俺の目の前にいるのは荒木先生ファンクラブの会長、そして次期生徒会長候補とかいう名前はえ~と、あ、そうだ、千堂 由佳里とかいう人だ。
荒木先生失踪後、その原因を突き止めようとファンクラブが過剰な活動を繰り返し、荒木先生にむこう一週間に接したあらゆる人にそのことについて問いただしている。そんな中、俺は飲み物を買いに購買へ行く途中、その問いただしている場面に出くわしてしまう。しかもその問いただされていたのはなんと篠宮さんだった。こうなってしまったのにも俺にも大いに原因はある。だから俺は、ファンクラブのこの過剰な活動を食い止めるためにも、この場面に飛び込んだのは良いんだが・・・
どうにもこうにも、面倒な状況になってしまった。
この千堂 由佳里。次期生徒会長候補だか知らないが、人は見下すわ、自分のやってることになんの疑問ももたないといった感じで、さすがの俺も、堪忍袋の緒が切れた、といった感じだ。
「こうやって、一人に対して多人数で無理やり問いただして。あなた方は自分のやってることがどれだけ恥ずかしいことかわからないんですか??」
俺は千堂に向かって叫ぶ。どう考えても多勢に無勢だが、こうなった以上、こちらも引き下がるわけにはいかない。こちらも真っ向勝負するしかない。それと一応先輩だから敬語を使っておこう。
「なによ、私たちがなにをしようが勝手じゃない。あなたには関係ない事でしょ!!」
千堂は相変わらずの対応だ。しかしそれより腹が立つのは
「そうよ、そうよ!」 「大体一年のくせに生意気よ!!」
その後ろの集団の罵声。自分ではなにもできないくせにこうして誰かの後に続くことだけはやる。やれやれ、本当に典型的なやつらだな。しかしそうは言っても邪魔だな。仕方ないか・・・
そう言って俺は一度ふうと息を吐き出した後、その集団向けて鋭い眼光を放って言った。
「すいません、外野は黙ってていただけますか?僕は今、この千堂さんと話してるんで」
すると
「・・・・・・」
あっという間に静かになった。ふむ、一応話は通じるんだな。
この時の俺は、この集団が俺の言葉で静かになったんじゃなくって俺の威圧で静かになったことに気付いてなかった。

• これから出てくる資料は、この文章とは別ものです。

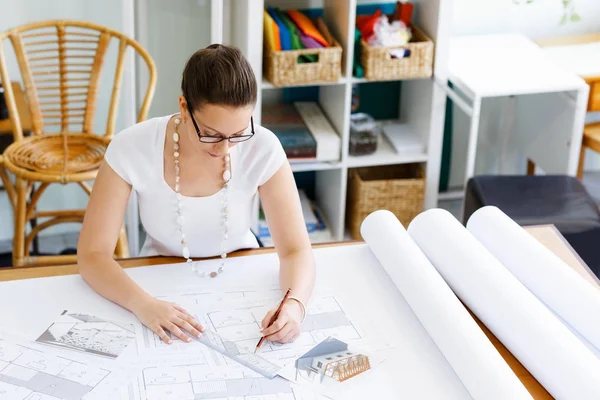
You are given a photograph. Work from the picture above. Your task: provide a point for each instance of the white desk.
(511, 65)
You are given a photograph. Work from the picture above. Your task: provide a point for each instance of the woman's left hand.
(286, 327)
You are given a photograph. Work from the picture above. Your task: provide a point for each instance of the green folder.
(295, 39)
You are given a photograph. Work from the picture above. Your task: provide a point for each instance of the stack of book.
(304, 132)
(315, 223)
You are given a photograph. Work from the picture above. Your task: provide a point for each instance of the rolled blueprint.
(532, 333)
(476, 362)
(575, 300)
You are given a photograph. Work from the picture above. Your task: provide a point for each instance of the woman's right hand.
(160, 315)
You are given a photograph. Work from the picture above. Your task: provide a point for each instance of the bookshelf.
(421, 101)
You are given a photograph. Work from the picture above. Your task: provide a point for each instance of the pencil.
(274, 317)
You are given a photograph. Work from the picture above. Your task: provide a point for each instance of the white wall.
(171, 34)
(107, 12)
(540, 19)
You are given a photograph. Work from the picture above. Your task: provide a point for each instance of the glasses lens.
(210, 139)
(237, 139)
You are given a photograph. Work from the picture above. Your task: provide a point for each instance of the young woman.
(197, 174)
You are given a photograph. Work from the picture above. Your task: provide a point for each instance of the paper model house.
(331, 359)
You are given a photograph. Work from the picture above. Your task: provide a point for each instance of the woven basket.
(282, 68)
(379, 64)
(398, 188)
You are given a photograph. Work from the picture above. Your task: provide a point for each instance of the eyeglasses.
(217, 139)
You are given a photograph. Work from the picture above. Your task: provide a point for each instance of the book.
(289, 127)
(327, 140)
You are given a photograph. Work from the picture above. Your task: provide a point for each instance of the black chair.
(542, 199)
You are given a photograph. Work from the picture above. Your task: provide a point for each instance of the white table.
(508, 65)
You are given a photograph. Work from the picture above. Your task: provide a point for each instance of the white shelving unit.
(422, 101)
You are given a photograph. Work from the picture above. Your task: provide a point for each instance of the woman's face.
(217, 121)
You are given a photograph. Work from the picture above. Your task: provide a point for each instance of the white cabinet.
(422, 101)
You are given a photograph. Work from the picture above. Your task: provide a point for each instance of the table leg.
(473, 137)
(577, 134)
(510, 110)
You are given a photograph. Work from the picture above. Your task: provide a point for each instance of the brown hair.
(218, 74)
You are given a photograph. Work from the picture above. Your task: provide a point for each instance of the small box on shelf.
(397, 188)
(391, 47)
(298, 50)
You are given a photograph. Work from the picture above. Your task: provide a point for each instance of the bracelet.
(301, 306)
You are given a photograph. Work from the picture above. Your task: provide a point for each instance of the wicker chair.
(60, 63)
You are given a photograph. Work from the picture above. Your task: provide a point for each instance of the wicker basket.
(379, 64)
(398, 188)
(282, 68)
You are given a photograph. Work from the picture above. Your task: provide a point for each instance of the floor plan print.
(29, 373)
(238, 318)
(201, 382)
(89, 334)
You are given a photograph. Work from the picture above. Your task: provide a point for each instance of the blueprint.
(197, 380)
(32, 372)
(235, 317)
(89, 334)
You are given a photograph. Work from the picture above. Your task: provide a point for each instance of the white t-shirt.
(137, 155)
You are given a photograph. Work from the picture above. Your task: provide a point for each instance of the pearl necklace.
(224, 220)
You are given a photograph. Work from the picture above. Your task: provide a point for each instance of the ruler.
(239, 354)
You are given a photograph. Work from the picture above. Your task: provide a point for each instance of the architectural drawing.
(30, 372)
(89, 334)
(189, 381)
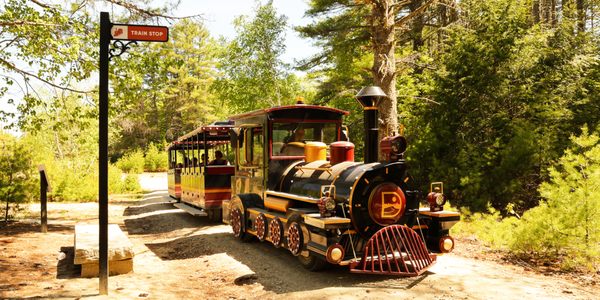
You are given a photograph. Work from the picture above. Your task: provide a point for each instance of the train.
(286, 175)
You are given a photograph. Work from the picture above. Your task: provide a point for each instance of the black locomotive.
(297, 186)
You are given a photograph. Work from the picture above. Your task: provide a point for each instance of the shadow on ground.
(276, 269)
(15, 228)
(66, 269)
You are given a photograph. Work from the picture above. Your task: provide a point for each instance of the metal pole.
(371, 151)
(44, 200)
(103, 150)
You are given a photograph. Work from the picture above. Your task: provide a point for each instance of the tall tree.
(15, 172)
(51, 48)
(162, 90)
(252, 72)
(341, 25)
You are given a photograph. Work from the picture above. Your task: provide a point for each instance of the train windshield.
(289, 138)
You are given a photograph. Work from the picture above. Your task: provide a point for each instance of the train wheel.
(237, 223)
(276, 232)
(295, 238)
(260, 224)
(312, 262)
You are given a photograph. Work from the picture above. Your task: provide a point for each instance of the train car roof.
(276, 110)
(214, 130)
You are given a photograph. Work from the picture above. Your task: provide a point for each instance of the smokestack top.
(370, 96)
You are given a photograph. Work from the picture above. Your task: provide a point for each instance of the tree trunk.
(535, 11)
(8, 199)
(580, 16)
(384, 63)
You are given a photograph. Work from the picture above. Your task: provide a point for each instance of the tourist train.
(286, 175)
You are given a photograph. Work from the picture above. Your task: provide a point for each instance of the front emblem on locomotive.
(391, 206)
(386, 204)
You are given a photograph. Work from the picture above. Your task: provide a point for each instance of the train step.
(191, 210)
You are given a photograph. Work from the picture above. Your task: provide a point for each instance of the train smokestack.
(369, 97)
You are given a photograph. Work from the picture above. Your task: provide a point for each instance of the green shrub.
(132, 162)
(567, 224)
(489, 228)
(156, 159)
(131, 184)
(16, 174)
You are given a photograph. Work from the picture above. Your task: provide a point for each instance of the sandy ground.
(180, 256)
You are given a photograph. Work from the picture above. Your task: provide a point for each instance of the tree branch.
(401, 21)
(41, 4)
(22, 22)
(148, 13)
(25, 73)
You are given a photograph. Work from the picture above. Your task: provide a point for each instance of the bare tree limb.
(41, 4)
(22, 22)
(23, 72)
(401, 21)
(148, 13)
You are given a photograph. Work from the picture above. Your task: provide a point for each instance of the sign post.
(116, 32)
(44, 189)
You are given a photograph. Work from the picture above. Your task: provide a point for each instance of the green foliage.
(132, 162)
(567, 224)
(490, 228)
(162, 89)
(252, 73)
(156, 159)
(509, 93)
(16, 182)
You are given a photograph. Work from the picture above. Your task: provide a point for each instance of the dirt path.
(180, 256)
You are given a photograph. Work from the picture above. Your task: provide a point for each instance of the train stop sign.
(139, 33)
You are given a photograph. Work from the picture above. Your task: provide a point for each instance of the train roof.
(216, 131)
(275, 111)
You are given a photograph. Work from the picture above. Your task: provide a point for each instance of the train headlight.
(436, 197)
(335, 253)
(440, 199)
(446, 244)
(326, 206)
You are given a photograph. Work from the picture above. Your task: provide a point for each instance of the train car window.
(289, 137)
(252, 149)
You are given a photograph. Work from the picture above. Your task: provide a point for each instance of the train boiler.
(297, 186)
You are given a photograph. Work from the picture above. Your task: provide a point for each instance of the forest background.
(499, 99)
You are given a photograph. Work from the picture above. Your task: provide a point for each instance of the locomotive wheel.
(295, 238)
(276, 232)
(214, 215)
(236, 223)
(312, 262)
(260, 225)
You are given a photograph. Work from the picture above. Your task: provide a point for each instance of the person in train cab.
(219, 160)
(295, 143)
(298, 136)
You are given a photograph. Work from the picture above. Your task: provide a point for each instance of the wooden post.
(105, 26)
(44, 189)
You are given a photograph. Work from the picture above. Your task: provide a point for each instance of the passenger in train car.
(219, 160)
(298, 136)
(295, 143)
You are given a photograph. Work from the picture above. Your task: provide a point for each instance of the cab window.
(252, 150)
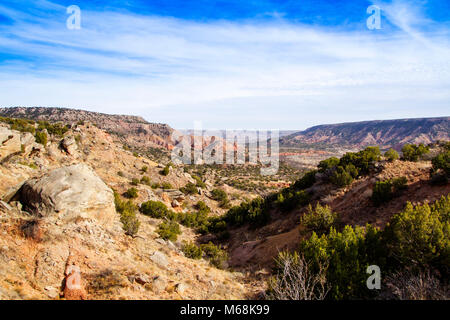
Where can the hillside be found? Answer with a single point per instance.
(70, 220)
(131, 130)
(384, 133)
(76, 203)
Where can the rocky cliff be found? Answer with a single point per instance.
(385, 133)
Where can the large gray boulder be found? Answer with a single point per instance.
(69, 192)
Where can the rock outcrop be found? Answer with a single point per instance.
(70, 191)
(9, 142)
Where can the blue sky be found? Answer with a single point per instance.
(229, 64)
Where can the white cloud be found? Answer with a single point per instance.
(177, 71)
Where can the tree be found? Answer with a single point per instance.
(131, 193)
(412, 152)
(391, 155)
(41, 137)
(319, 219)
(296, 279)
(154, 209)
(169, 230)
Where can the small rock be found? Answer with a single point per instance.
(171, 246)
(181, 288)
(158, 284)
(52, 292)
(161, 241)
(160, 259)
(142, 279)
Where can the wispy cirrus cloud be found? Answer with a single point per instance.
(250, 73)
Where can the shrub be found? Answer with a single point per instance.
(255, 213)
(21, 125)
(189, 188)
(306, 181)
(166, 185)
(399, 184)
(342, 177)
(289, 199)
(391, 155)
(130, 222)
(220, 196)
(199, 181)
(319, 219)
(165, 171)
(216, 256)
(420, 236)
(384, 191)
(146, 180)
(423, 285)
(362, 160)
(131, 193)
(41, 137)
(202, 207)
(54, 129)
(441, 163)
(347, 254)
(154, 209)
(127, 211)
(295, 279)
(169, 230)
(327, 164)
(412, 152)
(192, 251)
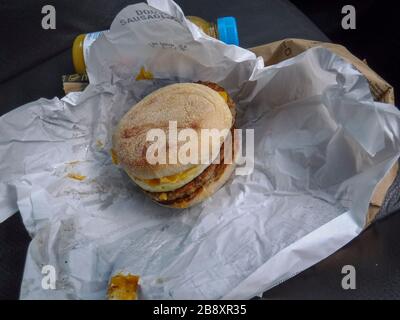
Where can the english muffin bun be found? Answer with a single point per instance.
(193, 106)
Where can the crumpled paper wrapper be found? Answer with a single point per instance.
(321, 146)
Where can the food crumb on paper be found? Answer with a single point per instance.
(123, 287)
(114, 157)
(99, 144)
(144, 75)
(76, 176)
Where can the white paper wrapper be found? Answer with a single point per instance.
(321, 146)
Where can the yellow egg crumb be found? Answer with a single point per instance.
(224, 95)
(76, 176)
(114, 157)
(163, 196)
(144, 74)
(123, 287)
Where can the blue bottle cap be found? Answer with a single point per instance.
(227, 30)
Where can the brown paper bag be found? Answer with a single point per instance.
(382, 91)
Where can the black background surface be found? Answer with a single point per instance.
(32, 61)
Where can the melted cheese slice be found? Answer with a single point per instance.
(169, 183)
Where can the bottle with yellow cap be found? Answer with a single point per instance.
(224, 29)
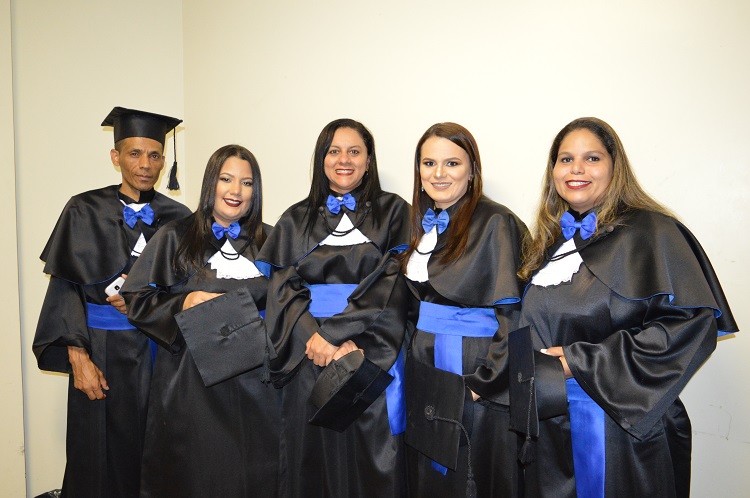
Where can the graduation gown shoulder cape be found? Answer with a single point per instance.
(648, 310)
(322, 461)
(89, 247)
(369, 317)
(483, 277)
(651, 256)
(88, 244)
(213, 426)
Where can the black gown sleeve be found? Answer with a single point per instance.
(288, 321)
(62, 323)
(151, 305)
(636, 374)
(376, 315)
(490, 380)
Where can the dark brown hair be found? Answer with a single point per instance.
(458, 229)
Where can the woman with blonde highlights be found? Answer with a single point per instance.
(622, 308)
(461, 267)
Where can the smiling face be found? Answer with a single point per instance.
(444, 170)
(346, 161)
(234, 191)
(140, 161)
(583, 170)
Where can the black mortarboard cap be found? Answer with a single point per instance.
(226, 336)
(132, 123)
(345, 389)
(434, 412)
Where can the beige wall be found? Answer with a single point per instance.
(73, 61)
(670, 77)
(11, 411)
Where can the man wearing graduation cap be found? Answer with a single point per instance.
(83, 329)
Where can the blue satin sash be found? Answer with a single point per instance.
(331, 299)
(587, 434)
(450, 324)
(106, 317)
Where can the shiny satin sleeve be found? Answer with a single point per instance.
(151, 306)
(636, 374)
(376, 315)
(490, 380)
(288, 321)
(62, 323)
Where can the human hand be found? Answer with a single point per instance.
(87, 377)
(345, 349)
(197, 297)
(319, 350)
(118, 301)
(558, 352)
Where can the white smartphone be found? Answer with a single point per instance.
(114, 288)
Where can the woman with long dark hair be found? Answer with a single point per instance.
(213, 426)
(332, 292)
(461, 266)
(621, 310)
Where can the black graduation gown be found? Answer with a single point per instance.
(635, 322)
(202, 441)
(89, 248)
(481, 278)
(364, 460)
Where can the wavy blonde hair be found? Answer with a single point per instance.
(623, 194)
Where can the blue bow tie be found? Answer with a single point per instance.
(334, 205)
(430, 220)
(569, 225)
(131, 216)
(233, 230)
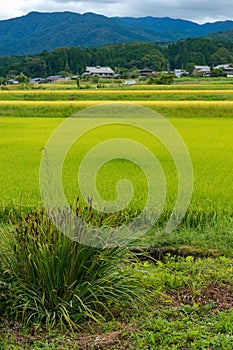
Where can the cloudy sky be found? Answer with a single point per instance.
(196, 10)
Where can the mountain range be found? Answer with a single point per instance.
(37, 32)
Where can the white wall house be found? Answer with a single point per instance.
(101, 72)
(201, 70)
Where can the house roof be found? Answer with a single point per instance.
(202, 67)
(99, 70)
(146, 70)
(224, 66)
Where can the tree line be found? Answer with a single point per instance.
(128, 56)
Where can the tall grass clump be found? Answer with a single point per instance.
(57, 281)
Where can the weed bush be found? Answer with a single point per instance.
(58, 281)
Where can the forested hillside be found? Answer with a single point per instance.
(182, 54)
(37, 31)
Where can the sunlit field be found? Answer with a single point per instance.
(208, 139)
(162, 291)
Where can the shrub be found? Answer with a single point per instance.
(59, 281)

「さて、落ち着いたところで。あなたには関係ないでしたっけ。残念ですけど関係は大いにあるんですよ」
そう言って俺は千堂に視線を戻し、ちらっと篠宮さんの顔を見た後、また話しだす。
「まずあなた方が問いただしているのは僕のクラスメイトであり大切な友人です。友人が困っていれば、助けるのが普通でしょ。ましてや集団で先輩方に問い詰められていたらなおさらです」
千堂は俺の話を黙って聞いている。後ろの集団はというと、ひそひそと、俺の顔を見てなにかを話をしているが、そこは今はスルーしておこう。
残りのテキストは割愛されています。